Belum selesai Eve menggumamkan kata-katanya, video rekaman itu tiba-tiba blur lalu mati. Itu karena ledakan bom menghancurkan kamera cctv yang merekam kejadian itu. Sehingga video rekaman itu pun terputus.
"Kuharap setelah melihat video tadi, kau paham dengan situasi kita saat ini, Eve," kata Dev.
Glek!
Eve menegak ludahnya. Terlihat wajahnya masih shock, setengah tidak percaya, dan ... geram. Ada gurat kemarahan di wajah cantik itu.
Mengetahui kenyataan pahit dari seseorang yang kita cintai itu memang menyakitkan. Dan itulah yang dirasakan Eve saat ini. Walau Dev tidak begitu mengerti bagaimana rasanya--karena dia sendiri belum pernah mengalami punya kekasih brengsek seperti itu, tapi entah bagaimana Dev seperti merasakan kesakitan Eve hanya dengan memandang wajah gadis itu.
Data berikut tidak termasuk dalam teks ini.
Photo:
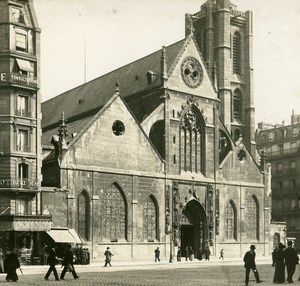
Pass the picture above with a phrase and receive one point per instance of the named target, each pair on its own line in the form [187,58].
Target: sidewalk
[164,264]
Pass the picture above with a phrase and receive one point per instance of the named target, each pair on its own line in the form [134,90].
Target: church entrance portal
[193,225]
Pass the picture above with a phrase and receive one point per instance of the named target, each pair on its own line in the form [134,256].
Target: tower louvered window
[236,53]
[230,221]
[237,105]
[192,141]
[252,218]
[83,215]
[150,220]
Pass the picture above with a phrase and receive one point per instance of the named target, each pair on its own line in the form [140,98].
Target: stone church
[161,152]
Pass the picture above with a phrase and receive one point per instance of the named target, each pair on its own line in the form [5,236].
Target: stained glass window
[114,214]
[191,137]
[83,215]
[252,221]
[150,220]
[230,221]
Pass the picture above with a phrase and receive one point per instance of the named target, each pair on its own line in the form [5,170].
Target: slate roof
[263,135]
[91,96]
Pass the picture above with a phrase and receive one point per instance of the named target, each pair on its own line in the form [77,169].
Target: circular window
[191,72]
[242,155]
[118,128]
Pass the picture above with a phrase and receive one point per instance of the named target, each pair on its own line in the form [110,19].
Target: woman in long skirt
[279,275]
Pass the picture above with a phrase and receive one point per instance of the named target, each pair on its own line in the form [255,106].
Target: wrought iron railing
[19,79]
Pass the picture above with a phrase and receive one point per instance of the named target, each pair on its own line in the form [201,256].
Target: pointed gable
[117,143]
[176,80]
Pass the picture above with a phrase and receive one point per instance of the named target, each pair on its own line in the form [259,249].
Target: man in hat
[291,260]
[108,256]
[249,260]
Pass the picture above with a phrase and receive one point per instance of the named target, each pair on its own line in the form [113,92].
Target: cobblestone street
[188,274]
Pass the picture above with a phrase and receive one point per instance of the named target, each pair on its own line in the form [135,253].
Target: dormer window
[151,77]
[295,131]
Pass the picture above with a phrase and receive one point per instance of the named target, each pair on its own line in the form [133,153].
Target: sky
[84,39]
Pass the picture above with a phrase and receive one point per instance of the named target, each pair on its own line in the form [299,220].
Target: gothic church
[161,152]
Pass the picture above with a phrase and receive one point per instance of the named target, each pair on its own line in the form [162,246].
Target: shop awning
[64,235]
[24,65]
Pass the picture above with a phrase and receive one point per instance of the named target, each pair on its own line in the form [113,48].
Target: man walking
[52,260]
[157,254]
[108,256]
[291,260]
[249,260]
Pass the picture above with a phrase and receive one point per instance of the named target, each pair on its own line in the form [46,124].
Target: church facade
[159,153]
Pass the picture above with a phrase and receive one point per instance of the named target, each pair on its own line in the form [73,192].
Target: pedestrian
[11,264]
[291,260]
[191,254]
[249,260]
[108,256]
[221,254]
[179,254]
[1,261]
[186,253]
[273,255]
[68,263]
[157,254]
[279,275]
[52,261]
[207,253]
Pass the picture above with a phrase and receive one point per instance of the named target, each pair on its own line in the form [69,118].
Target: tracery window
[150,220]
[230,221]
[252,218]
[84,215]
[237,105]
[114,214]
[236,53]
[192,141]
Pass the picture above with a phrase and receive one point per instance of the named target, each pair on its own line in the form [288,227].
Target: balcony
[25,184]
[25,222]
[23,148]
[23,113]
[18,79]
[282,153]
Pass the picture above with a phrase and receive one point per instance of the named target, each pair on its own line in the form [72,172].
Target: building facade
[20,130]
[279,145]
[159,153]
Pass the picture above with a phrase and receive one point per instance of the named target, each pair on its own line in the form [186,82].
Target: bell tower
[224,36]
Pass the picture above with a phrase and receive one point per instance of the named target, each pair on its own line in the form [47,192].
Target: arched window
[114,214]
[252,220]
[236,53]
[224,145]
[150,220]
[230,221]
[237,105]
[157,137]
[192,141]
[84,215]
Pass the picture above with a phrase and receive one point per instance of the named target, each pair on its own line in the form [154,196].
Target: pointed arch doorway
[193,227]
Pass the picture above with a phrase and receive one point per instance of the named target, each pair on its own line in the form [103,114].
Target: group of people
[283,257]
[67,262]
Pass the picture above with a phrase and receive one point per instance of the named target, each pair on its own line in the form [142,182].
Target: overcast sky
[84,39]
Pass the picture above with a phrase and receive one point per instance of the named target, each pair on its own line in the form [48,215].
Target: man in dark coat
[11,264]
[68,263]
[291,260]
[52,260]
[249,260]
[157,254]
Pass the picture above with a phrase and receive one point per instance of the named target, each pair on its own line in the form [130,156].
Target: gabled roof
[90,97]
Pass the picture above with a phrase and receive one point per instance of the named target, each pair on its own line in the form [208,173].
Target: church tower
[20,130]
[224,36]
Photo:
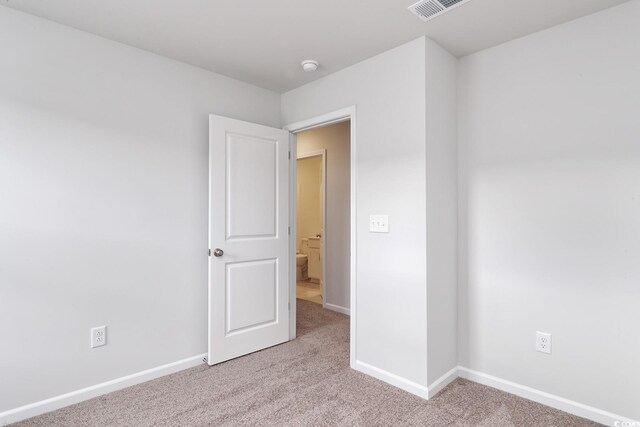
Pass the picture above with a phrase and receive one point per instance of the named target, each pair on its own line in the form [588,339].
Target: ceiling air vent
[429,9]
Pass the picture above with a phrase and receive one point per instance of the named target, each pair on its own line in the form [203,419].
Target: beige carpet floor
[306,382]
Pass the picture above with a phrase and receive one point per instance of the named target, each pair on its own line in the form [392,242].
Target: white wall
[103,205]
[442,210]
[334,139]
[550,209]
[388,91]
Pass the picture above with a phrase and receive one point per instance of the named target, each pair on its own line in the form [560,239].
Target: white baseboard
[442,382]
[57,402]
[393,379]
[557,402]
[337,308]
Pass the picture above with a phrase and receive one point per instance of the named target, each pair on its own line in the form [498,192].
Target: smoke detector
[429,9]
[309,65]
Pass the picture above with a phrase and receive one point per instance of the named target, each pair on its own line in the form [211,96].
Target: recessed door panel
[252,295]
[252,191]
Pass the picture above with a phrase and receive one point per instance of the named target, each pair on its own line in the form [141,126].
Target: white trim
[342,115]
[442,382]
[393,379]
[57,402]
[544,398]
[323,154]
[293,171]
[337,308]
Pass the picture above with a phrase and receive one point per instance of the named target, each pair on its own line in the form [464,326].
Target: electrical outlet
[98,336]
[379,223]
[543,342]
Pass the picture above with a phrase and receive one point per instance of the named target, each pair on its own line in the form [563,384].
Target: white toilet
[302,268]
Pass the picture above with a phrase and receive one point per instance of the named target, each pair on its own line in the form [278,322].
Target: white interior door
[248,238]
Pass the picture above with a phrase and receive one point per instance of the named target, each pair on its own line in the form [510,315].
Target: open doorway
[323,216]
[310,219]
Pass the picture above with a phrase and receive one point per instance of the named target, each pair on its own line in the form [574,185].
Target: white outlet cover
[98,336]
[543,342]
[379,223]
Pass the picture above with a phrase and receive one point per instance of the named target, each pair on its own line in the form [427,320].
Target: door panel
[248,221]
[252,186]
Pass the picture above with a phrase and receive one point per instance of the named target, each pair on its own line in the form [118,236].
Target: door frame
[317,153]
[342,115]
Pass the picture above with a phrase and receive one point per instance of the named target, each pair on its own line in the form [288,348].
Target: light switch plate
[379,223]
[98,336]
[543,342]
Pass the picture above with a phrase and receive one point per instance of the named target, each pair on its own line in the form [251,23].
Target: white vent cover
[429,9]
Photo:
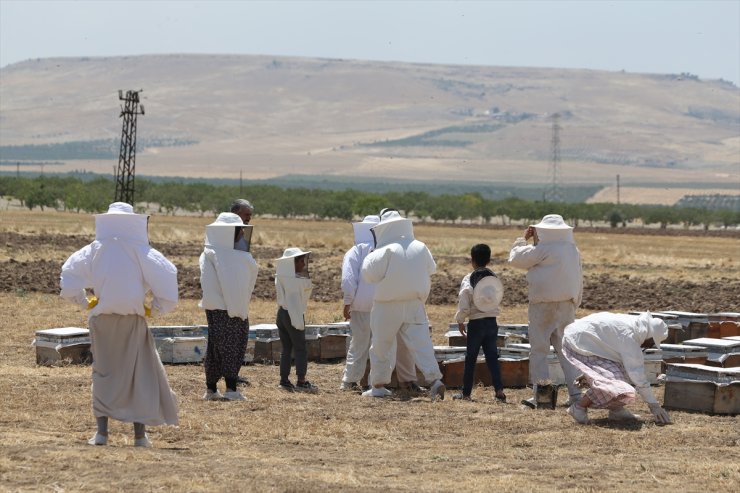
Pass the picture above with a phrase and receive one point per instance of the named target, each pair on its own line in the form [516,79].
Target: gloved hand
[661,416]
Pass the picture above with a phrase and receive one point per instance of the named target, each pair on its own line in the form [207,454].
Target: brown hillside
[269,116]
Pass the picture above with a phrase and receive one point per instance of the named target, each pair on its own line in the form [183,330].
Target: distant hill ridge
[214,116]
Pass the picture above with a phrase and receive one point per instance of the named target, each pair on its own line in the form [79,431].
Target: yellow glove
[91,302]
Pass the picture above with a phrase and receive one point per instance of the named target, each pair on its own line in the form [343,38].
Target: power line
[127,156]
[553,192]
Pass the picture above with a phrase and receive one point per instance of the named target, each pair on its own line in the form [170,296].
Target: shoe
[307,387]
[287,386]
[143,442]
[437,390]
[580,414]
[98,439]
[234,395]
[531,402]
[622,414]
[212,396]
[415,387]
[377,392]
[349,386]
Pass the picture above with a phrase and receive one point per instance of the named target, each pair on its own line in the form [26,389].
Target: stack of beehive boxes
[712,386]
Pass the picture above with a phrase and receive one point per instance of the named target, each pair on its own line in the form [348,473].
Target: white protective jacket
[120,267]
[227,275]
[356,292]
[618,337]
[553,266]
[401,267]
[293,292]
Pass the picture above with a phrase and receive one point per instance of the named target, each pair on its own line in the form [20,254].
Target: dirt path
[704,294]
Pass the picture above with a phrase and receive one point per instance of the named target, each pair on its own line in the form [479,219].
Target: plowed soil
[705,293]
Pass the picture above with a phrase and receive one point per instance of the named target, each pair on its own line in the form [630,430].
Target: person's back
[129,381]
[401,268]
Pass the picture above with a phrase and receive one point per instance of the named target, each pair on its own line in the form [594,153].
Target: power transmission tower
[553,192]
[127,156]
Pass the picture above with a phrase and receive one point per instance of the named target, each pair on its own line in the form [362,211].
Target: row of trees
[74,194]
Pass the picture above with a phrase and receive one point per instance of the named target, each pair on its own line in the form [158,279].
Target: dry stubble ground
[335,441]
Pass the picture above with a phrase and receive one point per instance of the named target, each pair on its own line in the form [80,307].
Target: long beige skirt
[129,381]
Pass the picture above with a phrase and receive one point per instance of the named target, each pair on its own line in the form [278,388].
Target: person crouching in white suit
[401,267]
[607,348]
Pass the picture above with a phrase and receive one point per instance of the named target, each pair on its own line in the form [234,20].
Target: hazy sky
[700,37]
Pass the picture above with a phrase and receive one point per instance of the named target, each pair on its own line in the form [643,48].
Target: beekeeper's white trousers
[547,323]
[405,365]
[359,351]
[359,347]
[384,347]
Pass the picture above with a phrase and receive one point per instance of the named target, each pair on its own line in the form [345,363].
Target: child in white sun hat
[480,295]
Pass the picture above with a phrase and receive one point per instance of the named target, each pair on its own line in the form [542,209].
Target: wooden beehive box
[333,346]
[723,328]
[64,344]
[267,350]
[702,388]
[694,325]
[175,350]
[444,353]
[557,376]
[514,372]
[455,338]
[180,343]
[682,353]
[721,352]
[160,331]
[264,331]
[507,334]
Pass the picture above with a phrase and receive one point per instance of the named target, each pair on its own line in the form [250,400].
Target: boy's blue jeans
[482,332]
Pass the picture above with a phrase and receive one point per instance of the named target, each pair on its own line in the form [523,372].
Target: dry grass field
[336,441]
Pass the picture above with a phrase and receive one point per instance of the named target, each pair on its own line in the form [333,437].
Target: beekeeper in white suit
[555,284]
[401,267]
[293,285]
[607,348]
[358,300]
[128,380]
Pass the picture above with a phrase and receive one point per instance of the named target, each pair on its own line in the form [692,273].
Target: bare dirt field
[335,441]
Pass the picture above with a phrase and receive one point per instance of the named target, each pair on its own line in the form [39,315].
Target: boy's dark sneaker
[307,387]
[287,386]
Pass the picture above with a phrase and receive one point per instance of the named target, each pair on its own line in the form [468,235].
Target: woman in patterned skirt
[228,274]
[607,349]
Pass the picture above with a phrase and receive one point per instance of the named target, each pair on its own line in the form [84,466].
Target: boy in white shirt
[480,295]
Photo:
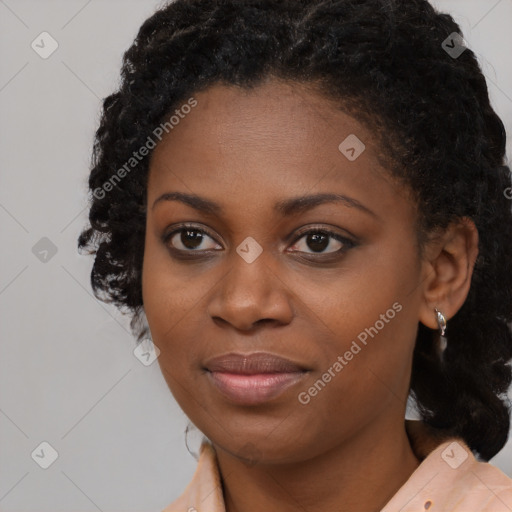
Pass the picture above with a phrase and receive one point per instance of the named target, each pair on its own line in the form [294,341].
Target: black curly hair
[383,62]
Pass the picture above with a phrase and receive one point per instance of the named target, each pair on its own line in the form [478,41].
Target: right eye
[191,239]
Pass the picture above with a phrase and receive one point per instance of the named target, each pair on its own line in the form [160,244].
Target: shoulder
[204,492]
[451,479]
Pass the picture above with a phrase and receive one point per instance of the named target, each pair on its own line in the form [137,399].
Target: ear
[447,267]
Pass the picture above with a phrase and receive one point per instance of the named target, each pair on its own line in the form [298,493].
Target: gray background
[68,375]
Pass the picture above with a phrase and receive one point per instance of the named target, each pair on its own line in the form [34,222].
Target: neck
[362,473]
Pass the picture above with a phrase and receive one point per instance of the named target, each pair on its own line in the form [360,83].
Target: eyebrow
[286,207]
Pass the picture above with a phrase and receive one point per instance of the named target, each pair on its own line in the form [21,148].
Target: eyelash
[182,254]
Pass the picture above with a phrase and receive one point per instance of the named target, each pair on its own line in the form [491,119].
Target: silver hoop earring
[441,340]
[441,321]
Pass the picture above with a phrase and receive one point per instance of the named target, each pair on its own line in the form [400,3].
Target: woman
[307,202]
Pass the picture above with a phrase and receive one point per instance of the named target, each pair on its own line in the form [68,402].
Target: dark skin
[347,449]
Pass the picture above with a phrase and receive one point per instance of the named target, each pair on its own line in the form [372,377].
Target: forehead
[275,140]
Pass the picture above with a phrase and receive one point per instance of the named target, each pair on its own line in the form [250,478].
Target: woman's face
[334,286]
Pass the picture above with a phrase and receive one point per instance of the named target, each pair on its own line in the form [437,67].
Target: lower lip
[253,389]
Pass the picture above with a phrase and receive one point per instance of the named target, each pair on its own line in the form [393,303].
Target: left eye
[318,241]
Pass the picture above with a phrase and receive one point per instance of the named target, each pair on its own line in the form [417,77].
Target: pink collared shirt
[448,479]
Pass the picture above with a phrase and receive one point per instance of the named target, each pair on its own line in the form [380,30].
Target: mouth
[252,379]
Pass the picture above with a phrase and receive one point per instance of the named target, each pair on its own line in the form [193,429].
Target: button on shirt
[448,479]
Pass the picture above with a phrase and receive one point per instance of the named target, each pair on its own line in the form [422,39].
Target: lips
[252,379]
[250,364]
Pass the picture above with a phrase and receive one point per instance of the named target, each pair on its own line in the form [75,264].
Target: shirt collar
[437,452]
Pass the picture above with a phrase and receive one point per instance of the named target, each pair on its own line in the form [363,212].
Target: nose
[251,294]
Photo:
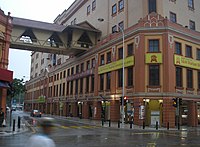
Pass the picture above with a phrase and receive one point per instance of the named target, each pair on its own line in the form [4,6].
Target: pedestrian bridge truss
[52,38]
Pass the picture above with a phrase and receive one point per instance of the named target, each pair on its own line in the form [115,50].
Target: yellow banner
[153,58]
[129,61]
[186,62]
[41,99]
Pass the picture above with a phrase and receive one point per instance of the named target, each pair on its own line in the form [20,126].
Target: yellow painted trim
[129,61]
[153,58]
[186,62]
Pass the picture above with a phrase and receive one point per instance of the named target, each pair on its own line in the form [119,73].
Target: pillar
[169,113]
[97,110]
[138,102]
[85,110]
[192,114]
[114,110]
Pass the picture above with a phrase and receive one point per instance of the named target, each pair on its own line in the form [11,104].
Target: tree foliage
[16,87]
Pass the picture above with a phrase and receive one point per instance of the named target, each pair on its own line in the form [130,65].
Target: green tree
[17,88]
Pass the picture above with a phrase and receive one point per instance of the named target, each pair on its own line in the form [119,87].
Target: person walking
[1,117]
[43,139]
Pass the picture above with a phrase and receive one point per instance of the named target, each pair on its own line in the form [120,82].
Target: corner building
[162,53]
[6,76]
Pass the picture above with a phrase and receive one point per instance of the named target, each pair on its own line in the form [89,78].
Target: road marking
[78,127]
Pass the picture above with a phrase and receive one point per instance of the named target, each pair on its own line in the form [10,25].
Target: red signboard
[6,75]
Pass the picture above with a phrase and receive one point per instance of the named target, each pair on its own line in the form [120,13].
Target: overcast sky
[41,10]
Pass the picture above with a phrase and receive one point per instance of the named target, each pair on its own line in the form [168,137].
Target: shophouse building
[6,76]
[161,44]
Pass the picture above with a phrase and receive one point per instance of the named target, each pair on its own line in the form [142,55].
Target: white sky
[41,10]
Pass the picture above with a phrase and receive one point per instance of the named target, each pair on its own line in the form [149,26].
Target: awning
[4,84]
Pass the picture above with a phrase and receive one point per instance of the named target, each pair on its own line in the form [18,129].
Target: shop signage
[186,62]
[129,61]
[153,58]
[141,112]
[80,75]
[41,99]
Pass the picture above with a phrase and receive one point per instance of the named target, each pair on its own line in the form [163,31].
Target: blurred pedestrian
[1,117]
[43,139]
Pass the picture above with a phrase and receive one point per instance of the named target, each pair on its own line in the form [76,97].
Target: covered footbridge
[52,38]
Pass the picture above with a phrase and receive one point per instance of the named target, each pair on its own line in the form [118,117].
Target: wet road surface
[73,134]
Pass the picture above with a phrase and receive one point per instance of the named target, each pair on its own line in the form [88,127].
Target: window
[71,89]
[179,77]
[198,54]
[130,49]
[76,88]
[88,64]
[81,85]
[67,88]
[101,81]
[63,91]
[198,79]
[60,90]
[178,49]
[82,67]
[154,75]
[189,78]
[152,6]
[88,10]
[120,53]
[130,76]
[42,61]
[64,74]
[87,84]
[108,57]
[57,76]
[68,72]
[188,51]
[173,1]
[154,45]
[192,25]
[77,69]
[114,29]
[72,70]
[59,61]
[92,83]
[120,77]
[93,5]
[191,4]
[108,75]
[121,26]
[102,60]
[61,75]
[36,66]
[114,9]
[121,5]
[172,17]
[93,62]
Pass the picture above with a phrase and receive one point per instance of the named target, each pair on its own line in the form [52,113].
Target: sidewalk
[9,130]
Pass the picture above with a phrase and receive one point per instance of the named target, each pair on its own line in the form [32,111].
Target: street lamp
[123,84]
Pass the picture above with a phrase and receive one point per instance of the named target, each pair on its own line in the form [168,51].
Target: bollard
[156,125]
[143,125]
[178,126]
[109,121]
[13,125]
[168,126]
[102,122]
[131,124]
[119,124]
[19,121]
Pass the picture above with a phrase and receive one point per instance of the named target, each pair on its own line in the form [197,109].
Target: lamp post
[123,70]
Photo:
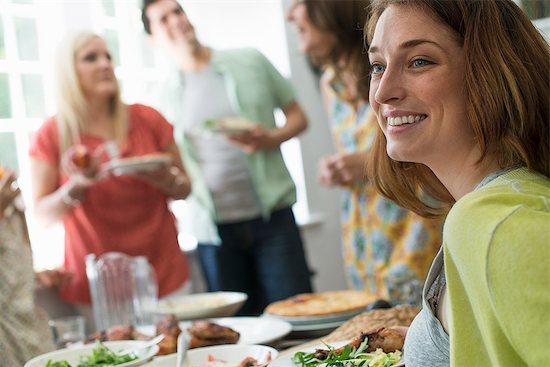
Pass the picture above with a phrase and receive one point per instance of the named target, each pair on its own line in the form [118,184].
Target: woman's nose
[389,87]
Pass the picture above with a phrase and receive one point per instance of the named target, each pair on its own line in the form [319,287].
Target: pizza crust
[320,304]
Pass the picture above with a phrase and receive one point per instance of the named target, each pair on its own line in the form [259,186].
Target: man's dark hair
[144,19]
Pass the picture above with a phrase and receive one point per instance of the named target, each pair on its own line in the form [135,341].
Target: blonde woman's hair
[506,89]
[72,106]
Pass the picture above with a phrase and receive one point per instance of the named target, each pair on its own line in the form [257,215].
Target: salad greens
[347,357]
[101,357]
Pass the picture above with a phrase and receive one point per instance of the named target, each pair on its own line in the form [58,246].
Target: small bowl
[232,353]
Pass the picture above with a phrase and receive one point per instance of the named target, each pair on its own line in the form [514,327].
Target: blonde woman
[102,213]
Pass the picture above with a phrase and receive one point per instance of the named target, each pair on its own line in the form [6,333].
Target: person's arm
[172,179]
[263,139]
[53,202]
[518,276]
[342,169]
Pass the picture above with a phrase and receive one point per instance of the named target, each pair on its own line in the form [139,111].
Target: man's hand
[53,278]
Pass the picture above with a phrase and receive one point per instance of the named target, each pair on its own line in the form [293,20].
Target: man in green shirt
[242,191]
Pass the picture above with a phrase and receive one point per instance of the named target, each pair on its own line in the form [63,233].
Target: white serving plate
[230,125]
[315,320]
[253,330]
[233,354]
[287,362]
[125,166]
[72,355]
[202,305]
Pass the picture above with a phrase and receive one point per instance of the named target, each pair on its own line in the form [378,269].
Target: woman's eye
[90,57]
[418,63]
[376,68]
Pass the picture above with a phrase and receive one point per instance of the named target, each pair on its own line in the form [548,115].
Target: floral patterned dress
[24,331]
[387,249]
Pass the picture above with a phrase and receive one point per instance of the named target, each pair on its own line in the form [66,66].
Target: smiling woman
[464,118]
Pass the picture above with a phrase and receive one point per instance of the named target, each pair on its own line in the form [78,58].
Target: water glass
[67,330]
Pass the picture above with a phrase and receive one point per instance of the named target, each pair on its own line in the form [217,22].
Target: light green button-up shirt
[255,89]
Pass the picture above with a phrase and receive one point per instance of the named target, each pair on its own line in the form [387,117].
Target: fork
[136,351]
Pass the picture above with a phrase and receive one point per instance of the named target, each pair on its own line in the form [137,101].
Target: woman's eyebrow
[409,44]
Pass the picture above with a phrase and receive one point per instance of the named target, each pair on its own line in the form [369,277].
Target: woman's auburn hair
[72,106]
[345,21]
[506,88]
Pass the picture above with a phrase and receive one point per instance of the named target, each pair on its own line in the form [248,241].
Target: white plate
[124,166]
[72,355]
[253,330]
[229,125]
[287,362]
[233,354]
[202,305]
[311,320]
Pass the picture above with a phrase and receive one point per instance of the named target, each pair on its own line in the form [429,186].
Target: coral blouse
[123,213]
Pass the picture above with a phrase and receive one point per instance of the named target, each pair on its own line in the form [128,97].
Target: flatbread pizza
[320,304]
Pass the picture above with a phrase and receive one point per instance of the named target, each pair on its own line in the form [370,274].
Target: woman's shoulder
[519,193]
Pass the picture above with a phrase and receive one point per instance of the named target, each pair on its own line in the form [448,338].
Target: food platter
[72,355]
[233,354]
[253,330]
[201,305]
[286,361]
[125,166]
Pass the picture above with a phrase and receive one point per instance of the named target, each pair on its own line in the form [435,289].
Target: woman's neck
[99,120]
[464,175]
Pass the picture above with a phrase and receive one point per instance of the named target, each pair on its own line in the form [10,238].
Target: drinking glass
[67,330]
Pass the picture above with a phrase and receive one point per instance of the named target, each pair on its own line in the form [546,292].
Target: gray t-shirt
[223,164]
[427,343]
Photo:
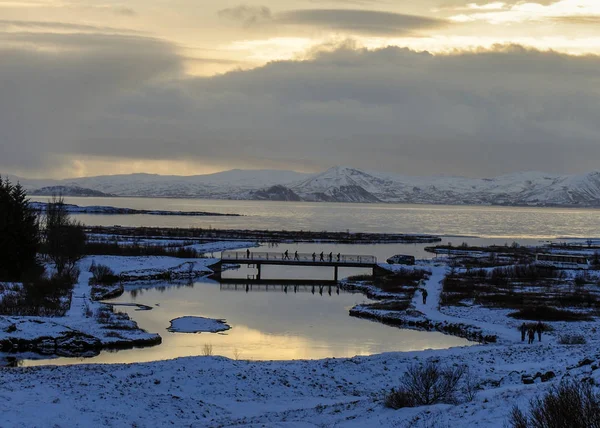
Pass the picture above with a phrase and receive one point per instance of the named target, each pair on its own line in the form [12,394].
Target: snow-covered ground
[218,392]
[89,325]
[348,392]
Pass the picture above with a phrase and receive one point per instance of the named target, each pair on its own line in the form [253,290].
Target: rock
[585,362]
[547,376]
[527,379]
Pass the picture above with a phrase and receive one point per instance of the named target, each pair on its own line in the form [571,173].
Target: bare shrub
[207,350]
[572,339]
[103,274]
[470,384]
[570,404]
[397,399]
[427,384]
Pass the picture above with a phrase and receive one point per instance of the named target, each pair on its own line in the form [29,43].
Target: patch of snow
[189,324]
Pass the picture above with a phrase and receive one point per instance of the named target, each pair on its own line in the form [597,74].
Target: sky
[184,87]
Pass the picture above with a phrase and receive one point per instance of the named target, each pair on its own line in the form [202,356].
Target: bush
[399,399]
[572,339]
[19,234]
[103,274]
[64,238]
[570,404]
[427,384]
[548,313]
[41,296]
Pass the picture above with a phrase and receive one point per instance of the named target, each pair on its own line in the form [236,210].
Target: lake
[311,322]
[481,221]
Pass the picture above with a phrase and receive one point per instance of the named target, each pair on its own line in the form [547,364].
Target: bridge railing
[244,256]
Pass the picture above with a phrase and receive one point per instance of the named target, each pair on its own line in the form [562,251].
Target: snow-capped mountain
[344,184]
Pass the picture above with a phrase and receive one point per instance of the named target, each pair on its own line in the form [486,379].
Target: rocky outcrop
[69,343]
[275,193]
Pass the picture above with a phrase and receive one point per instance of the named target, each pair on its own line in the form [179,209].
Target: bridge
[287,258]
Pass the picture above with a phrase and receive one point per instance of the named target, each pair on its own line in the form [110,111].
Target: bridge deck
[298,259]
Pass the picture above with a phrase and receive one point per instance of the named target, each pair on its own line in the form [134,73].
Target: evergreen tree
[19,233]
Dan saat butiran-butiran air perlahan jatuh dari pelupuk mata Eve, Dev refleks mendekatkan. Mencondongkan tubuhnya untuk menghapus air mata itu dengan dua ibu jarinya.
"Hiks!"
Tangisan Eve sungguh terlihat begitu murni. Hingga hawa kesedihan dari tangisan itu terasa menyayat relung hati. Menimbulkan rasa yang menyesakkan dada bagi siapapun yang melihat. Tidak terkecuali Dev. Dan memang hanya ada Dev disana yang menjadi saksi tangisan Eve.
"Hiks! Hiks!"
Astaga. Nyatanya Dev semakin tidak tahan lagi saat tubuh Eve mulai bergetar dan suara tangisannya yang kian keras. Maka tidak heran kalau di detik selanjutnya Dev merengkuh kepala Eve, membawanya ke pelukannya. Membiarkan pakaiannya basah oleh air mata Eve.
Beberapa menit melampiaskan tangisnya, Eve kemudian menyadari kalau Dev memeluknya. Dan dia pun bergerak gelisah, agar Dev melepaskan pelukan itu.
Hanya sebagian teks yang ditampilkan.